My Canon 6D shots are 5472x3648 pixels, so this would match a 10x15 (or 2x3) format, but not the printer's output.

So for the actual printing I would want one photo for each card -do I need to set up a template for this, or can I simply choose the LR preset "(1) 4 x 6" and all will be fine since I defined the paper size in "_Page setup_" and it'll automatically crop to that size?


----------



## Victoria Bampton (Nov 18, 2015)

In the Image Settings panel, you could check Zoom to Fill so you don't need to worry about cropping them by that tiny amount.
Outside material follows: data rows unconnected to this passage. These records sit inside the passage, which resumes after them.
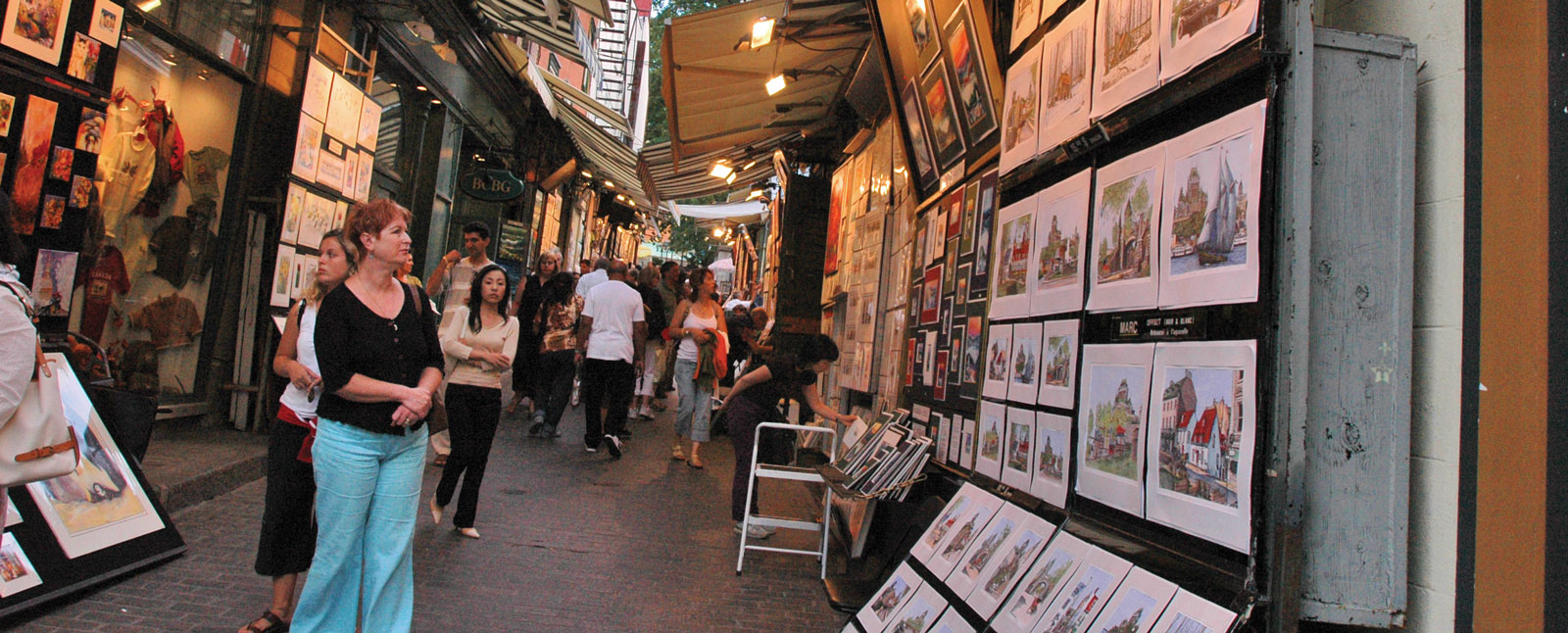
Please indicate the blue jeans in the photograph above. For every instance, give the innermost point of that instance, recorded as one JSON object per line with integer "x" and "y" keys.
{"x": 695, "y": 405}
{"x": 368, "y": 497}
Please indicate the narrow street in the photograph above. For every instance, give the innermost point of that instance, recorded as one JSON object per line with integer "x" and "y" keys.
{"x": 571, "y": 543}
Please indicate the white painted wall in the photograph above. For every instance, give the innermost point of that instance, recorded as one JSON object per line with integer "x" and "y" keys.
{"x": 1437, "y": 26}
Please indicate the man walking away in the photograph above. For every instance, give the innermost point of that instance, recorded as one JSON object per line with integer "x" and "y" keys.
{"x": 611, "y": 337}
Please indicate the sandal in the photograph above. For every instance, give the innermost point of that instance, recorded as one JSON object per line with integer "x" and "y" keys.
{"x": 274, "y": 624}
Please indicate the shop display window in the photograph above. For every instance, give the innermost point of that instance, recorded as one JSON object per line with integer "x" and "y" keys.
{"x": 167, "y": 143}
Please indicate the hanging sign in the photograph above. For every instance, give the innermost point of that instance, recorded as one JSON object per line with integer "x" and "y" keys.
{"x": 496, "y": 185}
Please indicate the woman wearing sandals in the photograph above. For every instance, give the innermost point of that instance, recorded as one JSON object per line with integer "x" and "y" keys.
{"x": 287, "y": 527}
{"x": 370, "y": 436}
{"x": 483, "y": 340}
{"x": 695, "y": 323}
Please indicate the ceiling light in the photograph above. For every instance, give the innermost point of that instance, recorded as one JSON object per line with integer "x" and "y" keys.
{"x": 760, "y": 31}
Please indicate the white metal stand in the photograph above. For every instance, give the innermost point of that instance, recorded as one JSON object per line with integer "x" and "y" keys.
{"x": 789, "y": 473}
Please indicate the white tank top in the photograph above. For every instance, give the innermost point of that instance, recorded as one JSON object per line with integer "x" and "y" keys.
{"x": 687, "y": 350}
{"x": 297, "y": 398}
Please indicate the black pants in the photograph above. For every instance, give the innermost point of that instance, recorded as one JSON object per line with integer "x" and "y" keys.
{"x": 472, "y": 414}
{"x": 557, "y": 370}
{"x": 287, "y": 520}
{"x": 606, "y": 384}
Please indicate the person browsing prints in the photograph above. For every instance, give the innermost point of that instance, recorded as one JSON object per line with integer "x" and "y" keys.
{"x": 368, "y": 452}
{"x": 287, "y": 538}
{"x": 483, "y": 342}
{"x": 755, "y": 400}
{"x": 611, "y": 339}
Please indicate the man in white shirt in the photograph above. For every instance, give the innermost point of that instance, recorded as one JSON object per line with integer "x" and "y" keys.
{"x": 611, "y": 337}
{"x": 592, "y": 279}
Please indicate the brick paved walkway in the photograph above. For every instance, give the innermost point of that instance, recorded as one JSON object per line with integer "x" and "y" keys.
{"x": 572, "y": 543}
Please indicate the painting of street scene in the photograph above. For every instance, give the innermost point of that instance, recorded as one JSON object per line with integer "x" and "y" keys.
{"x": 1040, "y": 586}
{"x": 1201, "y": 433}
{"x": 1126, "y": 211}
{"x": 1011, "y": 277}
{"x": 1129, "y": 38}
{"x": 1209, "y": 217}
{"x": 1115, "y": 418}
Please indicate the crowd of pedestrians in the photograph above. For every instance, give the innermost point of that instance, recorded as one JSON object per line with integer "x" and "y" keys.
{"x": 372, "y": 361}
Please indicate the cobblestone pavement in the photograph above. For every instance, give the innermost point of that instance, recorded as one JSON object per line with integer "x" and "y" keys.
{"x": 572, "y": 543}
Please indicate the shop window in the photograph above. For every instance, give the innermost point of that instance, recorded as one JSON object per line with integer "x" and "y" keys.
{"x": 146, "y": 297}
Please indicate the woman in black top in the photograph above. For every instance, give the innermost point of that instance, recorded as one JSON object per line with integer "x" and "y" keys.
{"x": 380, "y": 365}
{"x": 755, "y": 400}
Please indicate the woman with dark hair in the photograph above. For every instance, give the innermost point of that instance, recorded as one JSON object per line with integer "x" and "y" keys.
{"x": 698, "y": 323}
{"x": 557, "y": 323}
{"x": 757, "y": 400}
{"x": 482, "y": 340}
{"x": 376, "y": 386}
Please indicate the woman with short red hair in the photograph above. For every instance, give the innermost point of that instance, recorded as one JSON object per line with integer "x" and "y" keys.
{"x": 380, "y": 366}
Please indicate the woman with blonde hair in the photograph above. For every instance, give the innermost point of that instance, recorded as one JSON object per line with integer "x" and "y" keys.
{"x": 287, "y": 541}
{"x": 368, "y": 452}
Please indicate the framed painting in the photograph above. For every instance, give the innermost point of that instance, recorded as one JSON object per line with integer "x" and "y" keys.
{"x": 1125, "y": 271}
{"x": 1112, "y": 418}
{"x": 1209, "y": 234}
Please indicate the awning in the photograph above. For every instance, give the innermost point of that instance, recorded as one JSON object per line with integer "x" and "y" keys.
{"x": 713, "y": 80}
{"x": 540, "y": 21}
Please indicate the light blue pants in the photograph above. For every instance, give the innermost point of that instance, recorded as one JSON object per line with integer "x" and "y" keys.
{"x": 695, "y": 403}
{"x": 366, "y": 502}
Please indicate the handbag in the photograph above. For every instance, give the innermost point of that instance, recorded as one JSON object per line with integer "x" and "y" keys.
{"x": 38, "y": 442}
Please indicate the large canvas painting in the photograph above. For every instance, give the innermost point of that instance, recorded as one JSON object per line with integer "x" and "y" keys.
{"x": 1060, "y": 232}
{"x": 1053, "y": 458}
{"x": 1196, "y": 30}
{"x": 1126, "y": 212}
{"x": 1040, "y": 585}
{"x": 1209, "y": 230}
{"x": 1112, "y": 418}
{"x": 1013, "y": 259}
{"x": 1066, "y": 54}
{"x": 1200, "y": 457}
{"x": 1021, "y": 110}
{"x": 976, "y": 102}
{"x": 1126, "y": 54}
{"x": 101, "y": 504}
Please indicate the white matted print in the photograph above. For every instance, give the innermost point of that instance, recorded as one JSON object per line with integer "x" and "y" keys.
{"x": 993, "y": 429}
{"x": 1060, "y": 229}
{"x": 951, "y": 551}
{"x": 1053, "y": 458}
{"x": 998, "y": 361}
{"x": 101, "y": 504}
{"x": 1042, "y": 583}
{"x": 1196, "y": 30}
{"x": 919, "y": 614}
{"x": 1125, "y": 268}
{"x": 1066, "y": 55}
{"x": 1200, "y": 449}
{"x": 1209, "y": 230}
{"x": 1058, "y": 363}
{"x": 998, "y": 531}
{"x": 1024, "y": 371}
{"x": 1126, "y": 54}
{"x": 1018, "y": 458}
{"x": 1008, "y": 564}
{"x": 16, "y": 569}
{"x": 890, "y": 599}
{"x": 1084, "y": 596}
{"x": 1136, "y": 604}
{"x": 1113, "y": 410}
{"x": 1189, "y": 613}
{"x": 1011, "y": 262}
{"x": 1021, "y": 109}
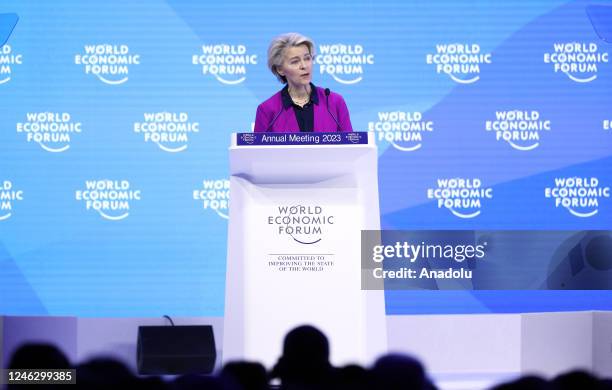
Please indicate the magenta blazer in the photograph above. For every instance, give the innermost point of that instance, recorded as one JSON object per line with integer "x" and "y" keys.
{"x": 273, "y": 116}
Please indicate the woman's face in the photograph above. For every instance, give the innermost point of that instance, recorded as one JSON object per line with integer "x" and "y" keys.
{"x": 297, "y": 66}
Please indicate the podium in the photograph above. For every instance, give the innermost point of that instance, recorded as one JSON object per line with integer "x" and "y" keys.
{"x": 298, "y": 204}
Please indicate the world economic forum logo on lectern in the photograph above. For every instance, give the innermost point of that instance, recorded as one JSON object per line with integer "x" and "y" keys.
{"x": 304, "y": 224}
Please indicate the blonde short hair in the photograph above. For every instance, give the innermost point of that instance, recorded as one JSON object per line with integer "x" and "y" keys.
{"x": 278, "y": 46}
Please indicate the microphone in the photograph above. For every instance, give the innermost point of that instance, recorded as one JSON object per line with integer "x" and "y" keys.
{"x": 274, "y": 119}
{"x": 327, "y": 92}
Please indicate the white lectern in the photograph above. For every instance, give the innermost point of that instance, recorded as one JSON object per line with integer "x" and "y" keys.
{"x": 298, "y": 204}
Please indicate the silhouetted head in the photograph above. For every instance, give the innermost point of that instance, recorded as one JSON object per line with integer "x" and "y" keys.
{"x": 577, "y": 379}
{"x": 526, "y": 383}
{"x": 248, "y": 375}
{"x": 395, "y": 371}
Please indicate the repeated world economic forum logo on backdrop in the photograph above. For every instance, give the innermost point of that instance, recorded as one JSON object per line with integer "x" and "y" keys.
{"x": 579, "y": 61}
{"x": 404, "y": 130}
{"x": 9, "y": 195}
{"x": 214, "y": 195}
{"x": 463, "y": 197}
{"x": 461, "y": 62}
{"x": 111, "y": 199}
{"x": 581, "y": 196}
{"x": 345, "y": 63}
{"x": 170, "y": 131}
{"x": 228, "y": 64}
{"x": 110, "y": 63}
{"x": 53, "y": 131}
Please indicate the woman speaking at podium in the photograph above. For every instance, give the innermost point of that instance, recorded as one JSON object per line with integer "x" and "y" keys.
{"x": 299, "y": 106}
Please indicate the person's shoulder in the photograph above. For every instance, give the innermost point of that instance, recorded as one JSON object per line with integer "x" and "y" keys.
{"x": 332, "y": 95}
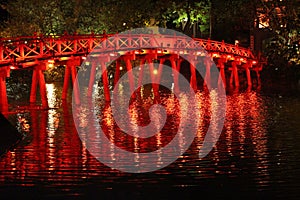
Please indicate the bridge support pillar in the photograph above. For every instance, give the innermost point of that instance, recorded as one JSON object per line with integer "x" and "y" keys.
{"x": 175, "y": 68}
{"x": 222, "y": 77}
{"x": 248, "y": 75}
{"x": 193, "y": 81}
{"x": 105, "y": 80}
{"x": 92, "y": 78}
{"x": 207, "y": 80}
{"x": 4, "y": 73}
{"x": 130, "y": 75}
{"x": 234, "y": 74}
{"x": 71, "y": 71}
{"x": 154, "y": 76}
{"x": 117, "y": 73}
{"x": 38, "y": 78}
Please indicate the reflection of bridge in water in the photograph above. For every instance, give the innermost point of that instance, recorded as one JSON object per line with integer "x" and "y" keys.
{"x": 38, "y": 53}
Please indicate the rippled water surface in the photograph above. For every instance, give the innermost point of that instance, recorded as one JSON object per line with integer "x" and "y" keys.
{"x": 256, "y": 156}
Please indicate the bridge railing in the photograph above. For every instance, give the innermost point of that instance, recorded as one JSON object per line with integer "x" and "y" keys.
{"x": 24, "y": 49}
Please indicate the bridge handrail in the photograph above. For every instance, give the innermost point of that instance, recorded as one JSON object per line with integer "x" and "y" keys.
{"x": 10, "y": 47}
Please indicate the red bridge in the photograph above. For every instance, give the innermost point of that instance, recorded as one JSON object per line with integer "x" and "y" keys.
{"x": 38, "y": 53}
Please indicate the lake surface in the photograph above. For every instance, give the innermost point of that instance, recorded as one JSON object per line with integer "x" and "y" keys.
{"x": 257, "y": 155}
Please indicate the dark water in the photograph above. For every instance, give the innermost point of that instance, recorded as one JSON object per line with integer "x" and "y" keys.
{"x": 257, "y": 155}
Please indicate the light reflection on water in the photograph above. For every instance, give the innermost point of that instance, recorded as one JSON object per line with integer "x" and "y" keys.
{"x": 251, "y": 155}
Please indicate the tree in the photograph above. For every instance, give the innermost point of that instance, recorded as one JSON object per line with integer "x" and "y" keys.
{"x": 281, "y": 19}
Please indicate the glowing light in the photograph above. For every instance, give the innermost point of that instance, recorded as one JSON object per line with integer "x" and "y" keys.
{"x": 51, "y": 64}
{"x": 215, "y": 55}
{"x": 64, "y": 58}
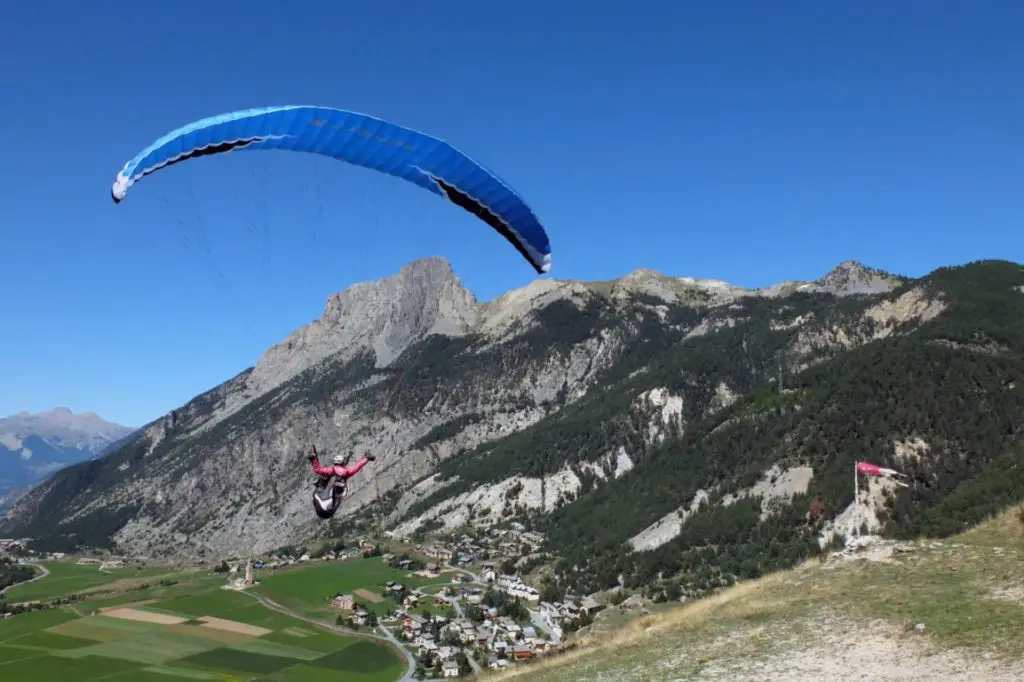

And yes, having set the paper size in Page Setup, you shouldn't need to select a preset.  You might just want to check the settings in the Layout panel.


----------



## process (Nov 18, 2015)

Victoria Bampton said:


> In the Image Settings panel, you could check Zoom to Fill so you don't need to worry about cropping them by that tiny amount.


Nice! I knew about it but tried to avoid it thinking it would enlarge the photo (thereby degrading its quality). Now I see that it actually crops it as you say, so that's a useful feature indeed. Thanks!



> And yes, having set the paper size in Page Setup, you shouldn't need to select a preset.  You might just want to check the settings in the Layout panel.


The "(1) 4 x 6" preset appears to not fill out the whole sheet so that didn't work but "Maximize size" on the other hand didn't have any margins, so I'll give that a go. 
I suppose the printer driver along with "Page setup" (Print module) ensures that nothing is to be printed outside of what's physically possible with said printer and the settings on the right hand side (Layout style, Image settings, Layout, Guides, Page etc.) only work within those settings, right?


----------



## Victoria Bampton (Nov 19, 2015)

Yup, the printer driver tells Lightroom which paper size and maximum margins you've selected, and then the settings on the right can only go that far.


----------